Este señor, Mayor Zaragoza, tiene mi teléfono móvil y mi correo electrónico, porque él me los pidió después de cruzarnos varios mensajes y al término de nuestra conversación, que discurrió en un tono de cordialidad y de máxima colaboración por su parte: él no ha desmentido ni a mí ni a nadie de la edición cordobesa de ABC el contenido de la noticia a raíz de sus declaraciones, y hace ya cuatro días que publicamos la información. Las notas que tomé durante la entrevista telefónica, y que conservo, la inmediatez con la que transcribí sus palabras a los minutos de colgar, la experiencia de dos décadas de ejercicio y la diligencia que se le presupone a cualquier periodista que trabaje en esta Casa habrían de bastar para concluir —que se escribe sin tilde— que lo que plasmé sobre el papel se ajustó lo máximo posible a lo que había escuchado unos momentos antes.

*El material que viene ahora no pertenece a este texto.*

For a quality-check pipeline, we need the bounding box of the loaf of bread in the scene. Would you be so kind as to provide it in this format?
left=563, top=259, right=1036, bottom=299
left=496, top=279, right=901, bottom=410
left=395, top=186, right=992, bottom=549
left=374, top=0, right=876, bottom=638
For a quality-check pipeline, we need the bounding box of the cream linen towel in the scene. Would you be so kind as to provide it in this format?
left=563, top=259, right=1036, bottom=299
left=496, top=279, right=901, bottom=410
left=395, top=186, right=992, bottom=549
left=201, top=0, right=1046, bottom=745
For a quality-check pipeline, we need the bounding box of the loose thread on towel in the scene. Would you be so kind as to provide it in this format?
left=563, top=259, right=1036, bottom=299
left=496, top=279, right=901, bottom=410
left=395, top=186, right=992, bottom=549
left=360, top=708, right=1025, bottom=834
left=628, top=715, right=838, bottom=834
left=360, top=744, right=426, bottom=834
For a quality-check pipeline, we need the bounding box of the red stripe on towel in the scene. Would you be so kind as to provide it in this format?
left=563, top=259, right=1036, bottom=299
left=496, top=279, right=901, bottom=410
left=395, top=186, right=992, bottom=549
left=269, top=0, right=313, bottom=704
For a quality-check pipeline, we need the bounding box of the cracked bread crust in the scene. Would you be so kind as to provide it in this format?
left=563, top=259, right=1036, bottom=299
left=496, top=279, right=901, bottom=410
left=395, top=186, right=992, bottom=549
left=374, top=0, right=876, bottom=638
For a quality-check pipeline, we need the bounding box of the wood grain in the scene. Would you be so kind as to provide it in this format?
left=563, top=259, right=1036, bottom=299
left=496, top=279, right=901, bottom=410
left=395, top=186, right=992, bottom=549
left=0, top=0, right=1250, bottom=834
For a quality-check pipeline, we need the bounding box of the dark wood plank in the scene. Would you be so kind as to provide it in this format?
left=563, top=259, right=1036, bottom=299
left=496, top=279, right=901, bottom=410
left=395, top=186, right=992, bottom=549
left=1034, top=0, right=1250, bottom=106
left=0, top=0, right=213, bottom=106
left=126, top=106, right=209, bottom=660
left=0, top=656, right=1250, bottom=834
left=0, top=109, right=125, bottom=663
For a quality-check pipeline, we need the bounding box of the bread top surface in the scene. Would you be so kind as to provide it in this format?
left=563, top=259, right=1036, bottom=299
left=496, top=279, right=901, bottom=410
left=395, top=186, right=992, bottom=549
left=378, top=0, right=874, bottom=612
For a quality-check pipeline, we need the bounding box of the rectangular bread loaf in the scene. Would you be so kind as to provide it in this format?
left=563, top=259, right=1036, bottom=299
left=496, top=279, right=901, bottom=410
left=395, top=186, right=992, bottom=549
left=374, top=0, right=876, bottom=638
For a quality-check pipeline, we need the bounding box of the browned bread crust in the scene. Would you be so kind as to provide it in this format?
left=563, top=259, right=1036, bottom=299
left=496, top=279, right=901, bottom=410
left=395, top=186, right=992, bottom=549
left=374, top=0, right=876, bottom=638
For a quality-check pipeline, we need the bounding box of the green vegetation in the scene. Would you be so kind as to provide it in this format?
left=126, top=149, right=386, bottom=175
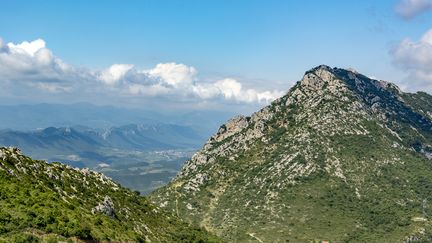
left=150, top=66, right=432, bottom=242
left=0, top=148, right=217, bottom=242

Pero sucede que el tal jefe de prensa, que no estaba en mi mesa cuando hablé con Mayor Zaragoza; que no escuchó al presidente de la comisión, por ejemplo, negarse a mandarme por correo el informe tal y como le pedí porque, según se excusó, «aunque el documento está acabado sólo lo puede tener el Ayuntamiento por el momento»; pues ese cargo de confianza ciega de la máxima autoridad municipal escribe a trompicones en el móvil que no hubo entrevista y que lo que publicamos «carece de veracidad». Entiendo que para hacer ese tipo de consideraciones hacia un profesional —iba a escribir un compañero— uno ha de saberse con unos méritos incuestionables, porque decirle a un periodista que miente es como reprocharle a un bombero que arrastra conductas de pirómano, a un guardia de tráfico que va de conductor suicida o a un político que mete la mano en las cuentas públicas. El principal patrimonio de un periodista es su credibilidad, su honradez, su palabra. Si le quitas eso, o si lo intentas, le estás quitando todo, o lo estás intentando. Eso habría de saberlo cualquiera que se dedique o se haya dedicado a esto que hacemos a diario.